Kevin Litzenberg, MD1, Somashekar G. Krishna, MD, MPH2, Alice Hinton, PhD1, Subhankar Chakraborty, MD1, Darwin L. Conwell, MD, MS1, Gokulakrishnan Balasubramanian, MD1; 1The Ohio State University, Columbus, OH; 2The Ohio State University Wexner Medical Center, Columbus, OH
Introduction: Gastroparesis is a chronic gastrointestinal condition that contributes to significant morbidity and frequent hospitalization. Pregnancy is a diabetogenic state that can be complicated by gastroparesis. The impact of diabetic and idiopathic gastroparesis is largely unknown in pregnancy. Hence, we sought to evaluate and compare the maternal and fetal outcomes in pregnant patients with diabetic and idiopathic gastroparesis. Methods: The National Readmission Database (NRD 2016-2017) was queried for patients with a primary or secondary hospital discharge diagnosis of gastroparesis (International Classification of Disease, Tenth Revision Code K31.84) during pregnancy. Propensity weighted regression models accounting for survey structure were used to compare the maternal and fetal outcomes in diabetic and idiopathic gastroparesis. Results: Of 1990 pregnant patients with gastroparesis 760 (38.2%) patients had diabetes, while the remaining 1230 (61.8%) were classified as idiopathic. After propensity weighting was applied, there were significant differences in multiple outcomes-related measures between pregnant patients with diabetic and idiopathic gastroparesis (Table 1). Women with diabetic gastroparesis were significantly more likely to have pregnancies complicated by pre-eclampsia and eclampsia (OR 3.39, 95% CI [1.75, 6.58]) as well as preterm labor and delivery (OR 2.57 95% CI [1.32, 5.02]); additionally, lengths of stay (LOS) for admissions of women with diabetic gastroparesis were significantly longer than those with non-diabetic gastroparesis (6.32 versus 4.72 days, p=0.045). Discussion: Diabetic gastroparesis impacts pregnant women with a higher risk of adverse outcomes even than idiopathic gastroparesis. Accordingly, focused management of glycemic control and nutritional supplementation would likely alleviate the maternal and fetal adverse outcomes secondary to diabetic gastroparesis during pregnancy. Great care is required in managing pregnant patients with diabetic gastroparesis given this propensity for poor outcomes.

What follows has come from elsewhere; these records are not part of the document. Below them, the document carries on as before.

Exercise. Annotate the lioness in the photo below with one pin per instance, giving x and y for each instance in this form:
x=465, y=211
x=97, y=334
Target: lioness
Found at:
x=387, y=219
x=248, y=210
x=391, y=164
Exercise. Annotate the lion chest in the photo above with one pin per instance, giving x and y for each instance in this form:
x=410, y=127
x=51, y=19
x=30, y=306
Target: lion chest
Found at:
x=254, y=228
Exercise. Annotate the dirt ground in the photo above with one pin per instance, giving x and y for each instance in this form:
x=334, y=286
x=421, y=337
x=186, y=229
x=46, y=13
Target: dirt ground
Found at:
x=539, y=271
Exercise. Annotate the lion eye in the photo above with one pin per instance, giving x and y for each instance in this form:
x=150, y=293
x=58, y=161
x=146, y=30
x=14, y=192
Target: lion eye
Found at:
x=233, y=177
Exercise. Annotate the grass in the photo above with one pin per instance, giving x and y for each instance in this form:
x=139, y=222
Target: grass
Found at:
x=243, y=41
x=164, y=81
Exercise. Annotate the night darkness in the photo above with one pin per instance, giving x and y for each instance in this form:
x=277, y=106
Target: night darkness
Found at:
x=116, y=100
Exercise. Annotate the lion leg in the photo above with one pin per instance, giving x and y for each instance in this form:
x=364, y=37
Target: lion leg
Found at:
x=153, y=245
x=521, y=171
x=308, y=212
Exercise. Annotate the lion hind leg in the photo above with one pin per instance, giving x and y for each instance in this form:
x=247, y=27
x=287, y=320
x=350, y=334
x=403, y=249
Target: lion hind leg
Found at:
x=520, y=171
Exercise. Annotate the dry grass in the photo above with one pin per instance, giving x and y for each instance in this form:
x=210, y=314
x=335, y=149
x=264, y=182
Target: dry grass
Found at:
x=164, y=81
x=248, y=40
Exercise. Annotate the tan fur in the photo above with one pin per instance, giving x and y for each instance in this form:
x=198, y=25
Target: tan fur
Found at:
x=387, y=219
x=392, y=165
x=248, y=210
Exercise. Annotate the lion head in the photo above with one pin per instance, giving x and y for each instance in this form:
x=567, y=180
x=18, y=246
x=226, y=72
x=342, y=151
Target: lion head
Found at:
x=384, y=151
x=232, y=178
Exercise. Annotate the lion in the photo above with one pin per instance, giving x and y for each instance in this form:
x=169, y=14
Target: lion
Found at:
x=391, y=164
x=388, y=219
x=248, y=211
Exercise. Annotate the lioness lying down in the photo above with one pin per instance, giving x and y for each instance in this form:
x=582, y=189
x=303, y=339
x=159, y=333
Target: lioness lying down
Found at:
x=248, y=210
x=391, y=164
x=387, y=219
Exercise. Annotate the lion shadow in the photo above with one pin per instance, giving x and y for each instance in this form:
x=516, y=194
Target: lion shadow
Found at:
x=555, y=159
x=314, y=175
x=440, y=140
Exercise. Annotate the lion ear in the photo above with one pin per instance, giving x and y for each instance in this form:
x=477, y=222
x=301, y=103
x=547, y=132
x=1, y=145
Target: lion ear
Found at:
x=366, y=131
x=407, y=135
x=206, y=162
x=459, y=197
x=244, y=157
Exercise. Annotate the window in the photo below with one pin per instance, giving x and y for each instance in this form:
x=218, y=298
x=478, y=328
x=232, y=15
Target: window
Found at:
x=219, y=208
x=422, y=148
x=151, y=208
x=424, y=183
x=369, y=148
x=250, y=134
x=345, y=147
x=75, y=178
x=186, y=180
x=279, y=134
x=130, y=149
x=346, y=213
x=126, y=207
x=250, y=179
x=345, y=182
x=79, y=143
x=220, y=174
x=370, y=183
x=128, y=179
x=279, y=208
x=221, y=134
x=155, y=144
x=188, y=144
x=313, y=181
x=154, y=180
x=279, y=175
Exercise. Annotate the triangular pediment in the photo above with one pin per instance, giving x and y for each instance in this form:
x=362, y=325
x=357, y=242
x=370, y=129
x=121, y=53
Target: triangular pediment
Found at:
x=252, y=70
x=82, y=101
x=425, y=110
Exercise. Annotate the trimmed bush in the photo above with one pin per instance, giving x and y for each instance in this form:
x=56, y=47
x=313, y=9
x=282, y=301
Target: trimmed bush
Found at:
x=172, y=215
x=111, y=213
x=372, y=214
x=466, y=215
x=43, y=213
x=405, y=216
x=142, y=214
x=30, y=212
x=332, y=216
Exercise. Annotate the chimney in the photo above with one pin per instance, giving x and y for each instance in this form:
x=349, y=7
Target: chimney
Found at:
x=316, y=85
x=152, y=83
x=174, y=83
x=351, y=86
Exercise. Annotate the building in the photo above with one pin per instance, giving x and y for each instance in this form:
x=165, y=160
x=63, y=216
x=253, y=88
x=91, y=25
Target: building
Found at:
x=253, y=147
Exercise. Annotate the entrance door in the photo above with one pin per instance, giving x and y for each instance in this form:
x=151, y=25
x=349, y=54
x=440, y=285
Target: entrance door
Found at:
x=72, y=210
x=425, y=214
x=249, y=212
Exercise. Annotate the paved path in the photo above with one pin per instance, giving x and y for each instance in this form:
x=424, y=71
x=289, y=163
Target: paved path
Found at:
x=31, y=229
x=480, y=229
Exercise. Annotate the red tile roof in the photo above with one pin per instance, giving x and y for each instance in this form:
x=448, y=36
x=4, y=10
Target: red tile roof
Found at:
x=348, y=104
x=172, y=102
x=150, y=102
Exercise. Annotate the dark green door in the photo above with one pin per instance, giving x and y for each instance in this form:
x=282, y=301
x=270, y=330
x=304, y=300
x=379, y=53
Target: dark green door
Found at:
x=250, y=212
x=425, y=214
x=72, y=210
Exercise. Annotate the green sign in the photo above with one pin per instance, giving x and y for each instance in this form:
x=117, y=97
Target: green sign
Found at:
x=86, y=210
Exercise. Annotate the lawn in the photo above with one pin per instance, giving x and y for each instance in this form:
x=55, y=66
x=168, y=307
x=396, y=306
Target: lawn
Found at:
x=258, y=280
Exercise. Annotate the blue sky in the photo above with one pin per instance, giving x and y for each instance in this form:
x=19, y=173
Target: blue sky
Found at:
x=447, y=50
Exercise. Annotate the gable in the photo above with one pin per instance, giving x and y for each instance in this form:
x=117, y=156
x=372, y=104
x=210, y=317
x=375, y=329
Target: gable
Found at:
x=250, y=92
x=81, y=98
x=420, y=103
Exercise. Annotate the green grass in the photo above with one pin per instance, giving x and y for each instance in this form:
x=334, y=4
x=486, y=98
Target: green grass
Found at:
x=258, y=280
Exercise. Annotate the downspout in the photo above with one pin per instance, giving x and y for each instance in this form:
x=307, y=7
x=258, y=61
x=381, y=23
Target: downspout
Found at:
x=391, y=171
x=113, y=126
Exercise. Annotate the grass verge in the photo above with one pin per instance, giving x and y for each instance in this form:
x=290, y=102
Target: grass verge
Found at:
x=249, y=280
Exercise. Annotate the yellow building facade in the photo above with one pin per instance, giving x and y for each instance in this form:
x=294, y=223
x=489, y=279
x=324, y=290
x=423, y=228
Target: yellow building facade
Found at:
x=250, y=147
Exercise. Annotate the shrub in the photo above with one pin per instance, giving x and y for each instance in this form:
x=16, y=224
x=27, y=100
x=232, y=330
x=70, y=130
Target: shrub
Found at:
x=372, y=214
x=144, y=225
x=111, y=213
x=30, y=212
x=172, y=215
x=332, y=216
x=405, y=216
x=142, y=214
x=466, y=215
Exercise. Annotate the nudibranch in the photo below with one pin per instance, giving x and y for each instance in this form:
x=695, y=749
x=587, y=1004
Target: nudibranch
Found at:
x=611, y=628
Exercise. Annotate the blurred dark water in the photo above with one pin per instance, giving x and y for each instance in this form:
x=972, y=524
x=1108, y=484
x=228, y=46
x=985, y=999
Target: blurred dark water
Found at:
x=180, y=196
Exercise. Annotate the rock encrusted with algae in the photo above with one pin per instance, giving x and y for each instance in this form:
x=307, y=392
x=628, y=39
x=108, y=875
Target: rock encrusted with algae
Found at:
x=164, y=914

Analysis of outcomes for pregnancies complicated by diabetic vs idiopathic gastroparesis in a propensity weighted sample.
Disclosures: Kevin Litzenberg indicated no relevant financial relationships. Somashekar Krishna indicated no relevant financial relationships. Alice Hinton indicated no relevant financial relationships. Subhankar Chakraborty indicated no relevant financial relationships. Darwin Conwell indicated no relevant financial relationships. Gokulakrishnan Balasubramanian indicated no relevant financial relationships.